Crews assessing damage in the area told The AP that one home appeared to be completely flattened, while a nearby house lost the majority of its roof and its second floor.
"It was pretty intense. I mean, dime-sized hail for probably 20 or 30 minutes. We couldn't see more than 10 feet in front of us. Just heavy rain; heavy wind," Ryan Winchester, who manages the Mobil Station in Dexter, told ABC News. "I'm just glad everyone's alright … too bad about the homes but everyone's okay, so that's good … I've been living in Dexter for a long time and never … I've never seen anything like it."
Approximately 24 homes in Sharon Carty's Huron Farms neighborhood "are pretty much unlivable," Sheriff's spokesman Derrick Jackson told The AP. "And a significant number more than that are severely damaged. One house, the whole front of the house is gone. Folks whose houses were hit are pretty stunned.
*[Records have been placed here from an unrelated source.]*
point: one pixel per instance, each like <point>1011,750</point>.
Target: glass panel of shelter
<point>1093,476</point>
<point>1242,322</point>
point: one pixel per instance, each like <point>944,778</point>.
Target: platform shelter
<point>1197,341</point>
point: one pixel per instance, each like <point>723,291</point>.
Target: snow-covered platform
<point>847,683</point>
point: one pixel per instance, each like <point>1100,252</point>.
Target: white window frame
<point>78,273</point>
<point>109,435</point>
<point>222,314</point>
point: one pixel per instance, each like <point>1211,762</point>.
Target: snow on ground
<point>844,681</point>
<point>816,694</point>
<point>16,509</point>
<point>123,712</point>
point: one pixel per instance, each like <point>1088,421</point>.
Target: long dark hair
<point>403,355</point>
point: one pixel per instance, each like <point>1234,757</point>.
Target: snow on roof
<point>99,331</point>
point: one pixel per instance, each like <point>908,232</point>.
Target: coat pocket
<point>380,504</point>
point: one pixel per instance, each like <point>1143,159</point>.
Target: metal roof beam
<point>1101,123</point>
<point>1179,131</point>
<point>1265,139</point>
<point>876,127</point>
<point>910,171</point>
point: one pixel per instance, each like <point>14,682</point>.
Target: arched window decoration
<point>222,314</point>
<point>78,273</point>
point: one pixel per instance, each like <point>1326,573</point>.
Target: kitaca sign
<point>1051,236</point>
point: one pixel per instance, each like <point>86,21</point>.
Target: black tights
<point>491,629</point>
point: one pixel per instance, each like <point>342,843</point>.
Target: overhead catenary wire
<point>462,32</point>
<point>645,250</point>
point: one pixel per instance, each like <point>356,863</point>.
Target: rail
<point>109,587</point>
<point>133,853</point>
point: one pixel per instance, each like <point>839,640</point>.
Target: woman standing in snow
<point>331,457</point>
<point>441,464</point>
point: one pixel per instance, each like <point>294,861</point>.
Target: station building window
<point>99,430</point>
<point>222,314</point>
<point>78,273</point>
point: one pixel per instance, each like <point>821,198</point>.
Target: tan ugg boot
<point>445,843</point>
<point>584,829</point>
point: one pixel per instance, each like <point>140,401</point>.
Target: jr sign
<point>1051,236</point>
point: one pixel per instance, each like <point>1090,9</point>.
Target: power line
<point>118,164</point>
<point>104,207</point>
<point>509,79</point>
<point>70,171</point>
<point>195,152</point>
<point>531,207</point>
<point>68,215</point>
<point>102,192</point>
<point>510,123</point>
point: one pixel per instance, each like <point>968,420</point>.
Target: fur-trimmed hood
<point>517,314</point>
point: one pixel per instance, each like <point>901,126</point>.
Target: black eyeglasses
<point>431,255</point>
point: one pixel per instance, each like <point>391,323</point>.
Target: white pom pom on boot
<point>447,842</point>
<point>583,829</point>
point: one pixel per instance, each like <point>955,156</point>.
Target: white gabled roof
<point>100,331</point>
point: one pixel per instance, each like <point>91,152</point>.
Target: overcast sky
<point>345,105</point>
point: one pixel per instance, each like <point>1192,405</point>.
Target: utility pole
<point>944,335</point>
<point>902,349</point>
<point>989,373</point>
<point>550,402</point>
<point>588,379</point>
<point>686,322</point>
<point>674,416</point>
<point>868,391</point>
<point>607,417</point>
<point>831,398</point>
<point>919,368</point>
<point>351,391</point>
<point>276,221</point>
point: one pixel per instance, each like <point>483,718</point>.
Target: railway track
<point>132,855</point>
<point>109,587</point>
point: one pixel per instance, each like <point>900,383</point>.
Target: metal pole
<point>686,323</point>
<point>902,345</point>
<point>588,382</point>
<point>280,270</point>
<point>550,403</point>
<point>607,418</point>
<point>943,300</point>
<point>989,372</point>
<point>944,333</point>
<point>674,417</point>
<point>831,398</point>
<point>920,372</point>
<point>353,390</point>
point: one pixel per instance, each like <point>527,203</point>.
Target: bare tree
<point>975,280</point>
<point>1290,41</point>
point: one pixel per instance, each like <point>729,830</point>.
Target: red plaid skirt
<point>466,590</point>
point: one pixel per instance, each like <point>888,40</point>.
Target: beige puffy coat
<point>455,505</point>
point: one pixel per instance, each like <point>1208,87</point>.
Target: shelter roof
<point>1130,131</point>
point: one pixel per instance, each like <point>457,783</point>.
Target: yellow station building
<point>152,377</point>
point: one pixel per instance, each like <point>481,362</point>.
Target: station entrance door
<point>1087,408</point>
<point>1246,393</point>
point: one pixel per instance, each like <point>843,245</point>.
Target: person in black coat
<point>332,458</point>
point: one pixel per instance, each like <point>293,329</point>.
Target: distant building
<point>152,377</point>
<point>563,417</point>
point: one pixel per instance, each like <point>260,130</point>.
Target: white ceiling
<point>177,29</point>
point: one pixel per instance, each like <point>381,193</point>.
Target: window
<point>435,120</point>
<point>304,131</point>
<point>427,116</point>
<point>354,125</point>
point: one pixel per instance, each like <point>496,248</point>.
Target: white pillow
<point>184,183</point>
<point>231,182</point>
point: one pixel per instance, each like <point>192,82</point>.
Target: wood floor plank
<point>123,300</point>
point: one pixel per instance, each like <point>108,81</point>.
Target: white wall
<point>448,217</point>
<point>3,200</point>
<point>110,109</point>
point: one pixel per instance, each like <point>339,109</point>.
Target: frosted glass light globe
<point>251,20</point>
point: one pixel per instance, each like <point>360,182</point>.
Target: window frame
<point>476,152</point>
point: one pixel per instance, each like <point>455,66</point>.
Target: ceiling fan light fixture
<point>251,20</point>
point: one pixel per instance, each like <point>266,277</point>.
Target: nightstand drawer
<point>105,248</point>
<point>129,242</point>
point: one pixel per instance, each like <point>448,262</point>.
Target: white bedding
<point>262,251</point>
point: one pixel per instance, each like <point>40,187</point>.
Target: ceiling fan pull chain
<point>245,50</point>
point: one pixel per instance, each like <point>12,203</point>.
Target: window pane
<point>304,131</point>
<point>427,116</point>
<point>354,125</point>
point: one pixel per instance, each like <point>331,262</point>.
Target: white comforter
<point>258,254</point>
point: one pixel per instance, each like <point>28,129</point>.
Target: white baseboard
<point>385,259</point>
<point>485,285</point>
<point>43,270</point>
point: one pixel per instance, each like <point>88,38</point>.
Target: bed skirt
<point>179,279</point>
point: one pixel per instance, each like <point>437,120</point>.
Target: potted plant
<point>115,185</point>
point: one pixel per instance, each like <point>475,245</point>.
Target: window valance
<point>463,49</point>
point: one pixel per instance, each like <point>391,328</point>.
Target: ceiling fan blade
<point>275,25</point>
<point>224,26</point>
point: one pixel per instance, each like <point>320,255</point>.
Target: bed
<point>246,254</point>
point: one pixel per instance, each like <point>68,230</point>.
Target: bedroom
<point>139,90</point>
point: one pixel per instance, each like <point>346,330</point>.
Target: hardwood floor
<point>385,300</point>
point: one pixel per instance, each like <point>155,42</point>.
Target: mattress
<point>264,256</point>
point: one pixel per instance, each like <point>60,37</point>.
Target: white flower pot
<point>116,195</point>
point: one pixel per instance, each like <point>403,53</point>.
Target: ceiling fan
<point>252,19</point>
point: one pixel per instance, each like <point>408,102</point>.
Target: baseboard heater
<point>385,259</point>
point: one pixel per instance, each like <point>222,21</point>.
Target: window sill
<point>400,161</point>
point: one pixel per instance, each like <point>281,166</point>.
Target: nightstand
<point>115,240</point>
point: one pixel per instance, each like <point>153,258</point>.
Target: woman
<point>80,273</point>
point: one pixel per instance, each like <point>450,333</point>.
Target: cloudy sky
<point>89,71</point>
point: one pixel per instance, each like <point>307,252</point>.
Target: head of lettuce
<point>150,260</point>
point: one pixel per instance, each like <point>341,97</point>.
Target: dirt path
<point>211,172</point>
We don't get too many tornadoes around here."
The storm also pelted the streets of Ann Arbor with golf ball size hail.
In the past 60 years Michigan has seen a little less than 1,000 tornadoes, and most have occurred during the severe weather months of April and May, and into the summer months. There have been 10 other tornadoes this early in the season in 2012 in the state of Michigan, but this is the farthest north of them all.
Unconfirmed reports of tornadoes touching down in Monroe County's Ida Township and northwest Lapeer County also surfaced Thursday. Trees and power lines had been downed, according to National Weather Service meteorologist Amos Dodson.
"We just shut the door and prayed and held hands and stuff and calling our husbands telling them not to come home," one survivor told ABC News.
Meanwhile in southern Indiana lightning struck a ball field, injuring four members of the Seymour girl's high school softball team. One of the girls was in critical condition, while the other three sustained non-critical injuries, according to Schneck Medical Center Marketing Director Stephanie Furlow. The skies were reportedly clear at the time of the strike.